Most helpful comment

Gensyms are now gone, that should unblock the other clean up here.

All 33 comments

StableHash is not implemented for it, but there's no reason why it couldn't be.

Small correction: StableHash is implemented for Symbol, see impl<'a> HashStable<StableHashingContext<'a>> for ast::Name in impls_syntax.rs.

(ast::Name is an alias of Symbol conventionally used for identifier symbols (in AST/HIR/etc. coming from token::Ident, lowered from ast::Ident.))

In general, I'm in favor of simplifying the setup here (and properly documenting it in the process). The main problem here, from the point of view of incremental compilation, is that gensym depends on the state of the entire crate, so changing something in one source file will change gensyms in (potentially) all other source files. As long as gensym indices are generated from a global counter, every tiny change will look to incremental compilation as if you'd renamed half things in your code base.

I think that:

  • the gensym stuff should be factored out of the string interning infrastructure entirely (there's no fundamental reason to intertwine the two), and
  • gensym index generation should use a more stable scheme rather than a global counter.

I'm all for reducing the number of types if that's possible.
I'd rather use a separate "stable" set of operations/traits used by incremental (and query?) infra, than introduce separate types that have to leak into all other parts of the compiler, if that's possible.

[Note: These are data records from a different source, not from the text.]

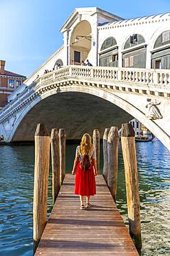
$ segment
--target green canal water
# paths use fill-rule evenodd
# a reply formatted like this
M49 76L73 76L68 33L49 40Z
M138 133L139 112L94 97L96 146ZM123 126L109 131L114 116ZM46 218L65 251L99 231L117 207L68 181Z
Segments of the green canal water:
M70 172L76 145L67 145ZM136 143L142 255L170 255L170 153L159 140ZM32 255L34 145L0 146L0 255ZM127 225L125 175L119 150L117 206ZM102 160L101 160L102 165ZM52 179L49 179L48 214Z

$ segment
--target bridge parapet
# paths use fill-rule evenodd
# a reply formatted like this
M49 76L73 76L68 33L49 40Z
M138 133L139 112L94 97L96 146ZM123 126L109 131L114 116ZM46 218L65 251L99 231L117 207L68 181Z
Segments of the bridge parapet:
M91 67L68 66L41 76L40 83L63 77L105 80L126 82L139 85L170 86L170 71L146 68L126 68L111 67Z
M0 122L45 91L72 84L170 98L170 71L67 66L43 75L0 112Z

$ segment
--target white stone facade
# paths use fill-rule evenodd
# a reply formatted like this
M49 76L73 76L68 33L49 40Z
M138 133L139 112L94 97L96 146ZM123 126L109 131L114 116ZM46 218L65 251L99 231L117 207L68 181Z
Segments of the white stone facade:
M89 35L85 35L87 24L84 22L85 21L89 24L91 28ZM81 26L79 26L83 21L84 26L83 24ZM76 33L74 36L78 26L79 28L78 28L77 33L81 35ZM162 32L169 28L170 13L123 20L97 8L76 8L61 29L63 34L63 46L35 71L25 81L25 84L30 85L36 80L38 75L41 76L43 74L45 69L52 70L59 59L63 61L63 66L72 64L72 60L74 59L72 54L72 47L74 50L77 47L81 52L81 61L83 60L83 57L86 57L93 66L98 66L101 46L109 37L113 37L117 42L118 67L122 67L125 44L130 35L136 33L142 35L145 38L145 42L142 44L145 45L147 48L146 68L151 68L151 53L153 50L155 42ZM72 40L75 39L76 35L88 35L91 37L91 41L88 42L88 39L83 38L80 43L74 44L74 42ZM90 44L90 46L87 46L88 44ZM136 48L136 46L133 47ZM83 54L85 52L87 55Z

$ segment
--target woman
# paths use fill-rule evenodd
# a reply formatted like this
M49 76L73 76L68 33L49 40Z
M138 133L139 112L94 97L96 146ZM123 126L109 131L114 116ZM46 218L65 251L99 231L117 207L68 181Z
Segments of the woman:
M84 196L86 196L86 208L91 206L90 196L96 194L94 176L98 174L96 168L96 152L92 143L92 138L85 134L81 139L81 145L76 147L76 158L74 162L72 174L75 179L74 193L80 195L80 209L85 209Z

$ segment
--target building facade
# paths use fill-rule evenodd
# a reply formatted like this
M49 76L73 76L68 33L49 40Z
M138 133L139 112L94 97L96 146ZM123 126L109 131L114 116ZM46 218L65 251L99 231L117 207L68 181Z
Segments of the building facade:
M98 8L76 8L61 32L63 44L26 81L77 64L170 69L170 13L124 19ZM15 97L15 93L12 97Z
M8 103L8 97L26 79L24 75L5 70L5 65L6 61L0 60L0 109Z

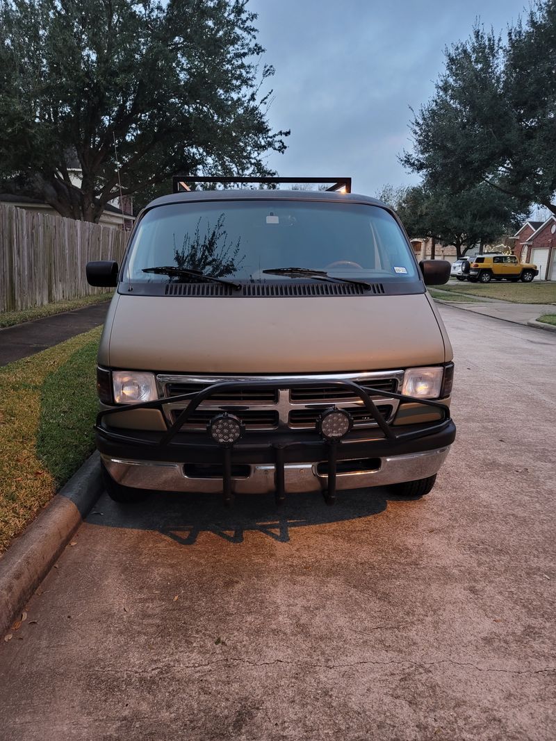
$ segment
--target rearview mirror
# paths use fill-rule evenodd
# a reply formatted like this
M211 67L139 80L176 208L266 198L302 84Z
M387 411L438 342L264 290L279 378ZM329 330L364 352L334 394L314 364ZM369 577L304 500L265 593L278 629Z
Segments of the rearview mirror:
M108 288L118 285L118 263L113 260L87 262L85 273L89 285Z
M448 260L421 260L419 267L425 285L442 285L450 279L451 265Z

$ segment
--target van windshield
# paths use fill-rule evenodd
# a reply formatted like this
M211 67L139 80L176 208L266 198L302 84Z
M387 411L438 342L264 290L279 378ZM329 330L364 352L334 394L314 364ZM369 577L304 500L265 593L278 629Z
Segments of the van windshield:
M301 279L265 272L291 268L339 279L420 282L391 214L357 203L269 199L157 206L141 220L129 256L125 280L134 283L188 279L179 270L236 282ZM165 274L156 268L176 270Z

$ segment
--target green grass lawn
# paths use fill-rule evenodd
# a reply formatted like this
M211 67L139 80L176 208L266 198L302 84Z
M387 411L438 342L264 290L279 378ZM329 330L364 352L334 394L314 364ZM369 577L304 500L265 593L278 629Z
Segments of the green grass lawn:
M556 305L556 282L535 281L532 283L510 283L508 281L486 284L469 283L469 281L447 283L440 290L463 293L477 298L500 299L514 304Z
M537 319L537 322L543 322L545 324L552 324L556 327L556 314L543 314Z
M0 552L94 449L100 332L0 368Z
M80 309L90 304L98 304L102 301L109 301L112 293L95 293L93 296L85 296L82 299L71 299L69 301L55 301L44 306L34 306L31 309L24 309L21 311L0 312L0 327L13 327L31 319L41 319L44 316L59 314L62 311L71 311L72 309Z

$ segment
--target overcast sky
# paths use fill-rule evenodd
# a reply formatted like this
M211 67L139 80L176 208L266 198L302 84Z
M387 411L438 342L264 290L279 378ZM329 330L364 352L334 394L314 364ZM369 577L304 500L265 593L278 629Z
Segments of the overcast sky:
M432 94L446 45L479 18L505 30L526 0L250 0L273 64L274 129L291 129L268 164L282 176L351 176L373 196L417 182L397 161L409 107Z

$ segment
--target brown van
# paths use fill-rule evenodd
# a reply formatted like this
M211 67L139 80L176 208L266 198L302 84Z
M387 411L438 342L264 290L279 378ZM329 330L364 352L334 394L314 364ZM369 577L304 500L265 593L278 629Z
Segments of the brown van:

I'm not sure the scheme with simply incrementing a session-local counter will work for gensyms.
Gensyms can come from metadata from other crates, encoded as strings and "foo$3" from other crate may mean entirely different thing than "foo$3" based on the local counter.
Perhaps appending long enough hashes will work better.
Anyway, I think the proper solution is to use hygiene and move gensymness from Symbol to Ident, so I'm not sure any intermediate solutions would improve significantly enough on the current situation to implement them. (But you can certainly try.)

StableHash is not implemented for it, but there's no reason why it couldn't be.

Small correction: StableHash is implemented for Symbol, see impl<'a> > HashStable> for ast::Name in impls_syntax.rs.

(ast::Name is an alias of Symbol conventionally used for identifier symbols (in AST/HIR/etc. coming from token::Ident, lowered from ast::Ident.))

Ah, interesting. I think the real problem is actually that StableHash must be equivalent to PartialEq, that is:

  • x == y implies stable_hash(x) == stable_hash(y), and
  • x != y implies stable_hash(x) != stable_hash(y).

That second condition makes it more strict than Hash (i.e. no hash collisions are allowed). I going to open PRs trying to document this.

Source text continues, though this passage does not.